Georgia Mason (March 16, 1910 - October 8, 2007) was a botanist at the University of Oregon and author of Guide to the Plants of the Wallowa Mountains of Northeastern Oregon, and Plants of Wet to Moist Habitats in and Around Eugene Oregon.

==Biography==

Georgia Mason was born Georgia Mavropoulos in West Orange, New Jersey, the daughter of Greek immigrants, Peter and Bessie Mavropoulos. She taught grades 1 through 7 in New Jersey public schools from 1931-1941. It was during this time, that she changed her name to Mason for easier pronunciation. From 1941 through 1958, she taught science courses to grades 6 through 9.

Mason was awarded a National Science Foundation grant to study for a Master of Science degree at Oregon State College (now Oregon State University) in Corvallis, Oregon. She started classes in 1958 at the age of 49, and graduated in 1960. She stayed in Oregon for the rest of her life.

She began collecting herbarium specimens in 1959 and began focusing on the flora of the Wallowa Mountains in 1960, working in the herbarium at Oregon State College. She served as Acting Assistant Curator of the UO Herbarium in Eugene from 1961–62, during the sabbatical of the curator, LeRoy Detling. In the late 1960s, she worked on her specimens from the Arizona State University herbarium. After Detling's death in 1970, she was hired as the curator at University of Oregon. She served in this position until retirement in 1976. Post retirement, she taught adult education courses in botany at Lane Community College in Eugene, and led native plant walks.

Guide to the Plants of the Wallowa Mountains of Northeastern Oregon was first published by the University of Oregon in 1975. Plants of Wet to Moist Habitats in and Around Eugene Oregon. was self-published in 1983. She founded an endowment for student work in the herbarium at Oregon State University in 1978.

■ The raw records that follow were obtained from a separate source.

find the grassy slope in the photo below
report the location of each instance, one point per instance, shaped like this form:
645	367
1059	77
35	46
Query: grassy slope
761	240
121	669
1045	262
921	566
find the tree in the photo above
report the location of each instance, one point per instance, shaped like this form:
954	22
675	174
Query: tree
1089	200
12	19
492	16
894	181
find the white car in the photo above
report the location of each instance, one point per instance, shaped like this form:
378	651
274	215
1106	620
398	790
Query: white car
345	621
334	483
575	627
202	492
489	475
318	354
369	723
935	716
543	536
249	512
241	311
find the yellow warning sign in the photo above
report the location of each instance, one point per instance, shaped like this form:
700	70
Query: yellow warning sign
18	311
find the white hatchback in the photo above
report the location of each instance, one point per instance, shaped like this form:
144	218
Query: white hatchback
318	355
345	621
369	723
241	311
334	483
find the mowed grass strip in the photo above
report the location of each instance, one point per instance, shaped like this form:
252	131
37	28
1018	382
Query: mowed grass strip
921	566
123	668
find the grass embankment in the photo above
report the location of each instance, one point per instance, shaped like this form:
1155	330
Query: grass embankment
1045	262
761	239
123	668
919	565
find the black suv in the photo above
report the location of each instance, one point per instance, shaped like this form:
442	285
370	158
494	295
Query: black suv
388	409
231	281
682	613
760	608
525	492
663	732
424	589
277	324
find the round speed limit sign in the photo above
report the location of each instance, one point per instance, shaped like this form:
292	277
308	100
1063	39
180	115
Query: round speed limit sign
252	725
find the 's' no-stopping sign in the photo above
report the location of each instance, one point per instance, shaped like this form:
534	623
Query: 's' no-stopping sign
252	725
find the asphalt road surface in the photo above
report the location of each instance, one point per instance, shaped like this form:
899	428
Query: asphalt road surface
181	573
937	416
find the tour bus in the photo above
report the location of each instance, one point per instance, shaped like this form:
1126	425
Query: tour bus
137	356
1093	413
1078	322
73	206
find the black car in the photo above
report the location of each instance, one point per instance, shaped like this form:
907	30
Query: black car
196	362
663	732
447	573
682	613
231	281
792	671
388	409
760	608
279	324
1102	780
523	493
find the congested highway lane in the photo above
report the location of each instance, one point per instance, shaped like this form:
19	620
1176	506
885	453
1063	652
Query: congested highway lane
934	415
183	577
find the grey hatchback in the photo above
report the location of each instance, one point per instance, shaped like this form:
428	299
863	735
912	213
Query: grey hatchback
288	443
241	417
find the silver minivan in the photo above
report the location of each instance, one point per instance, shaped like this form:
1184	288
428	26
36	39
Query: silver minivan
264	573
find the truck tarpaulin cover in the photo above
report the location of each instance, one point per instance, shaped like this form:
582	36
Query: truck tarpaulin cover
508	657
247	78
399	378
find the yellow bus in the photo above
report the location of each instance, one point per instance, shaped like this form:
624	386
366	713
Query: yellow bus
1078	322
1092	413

In all, Mason donated 4,549 specimens to Oregon herbaria, fourth-most of Oregon collectors as of 2010. She also collected in Washington, Wyoming, and Nebraska. While curator at UO, she also mounted, labelled and accessioned roughly 3,000 specimens collected by Oregon botanist Lilla Leach; incorporated the approximately 3,800 collections of Eugene collector Orlin Ireland; formally accessioned hundreds of specimens; and updated names on hundreds of herbarium sheets in accordance with the 1973 "Flora of the Pacific Northwest" (Hitchcock and Cronquist) and other new floral references.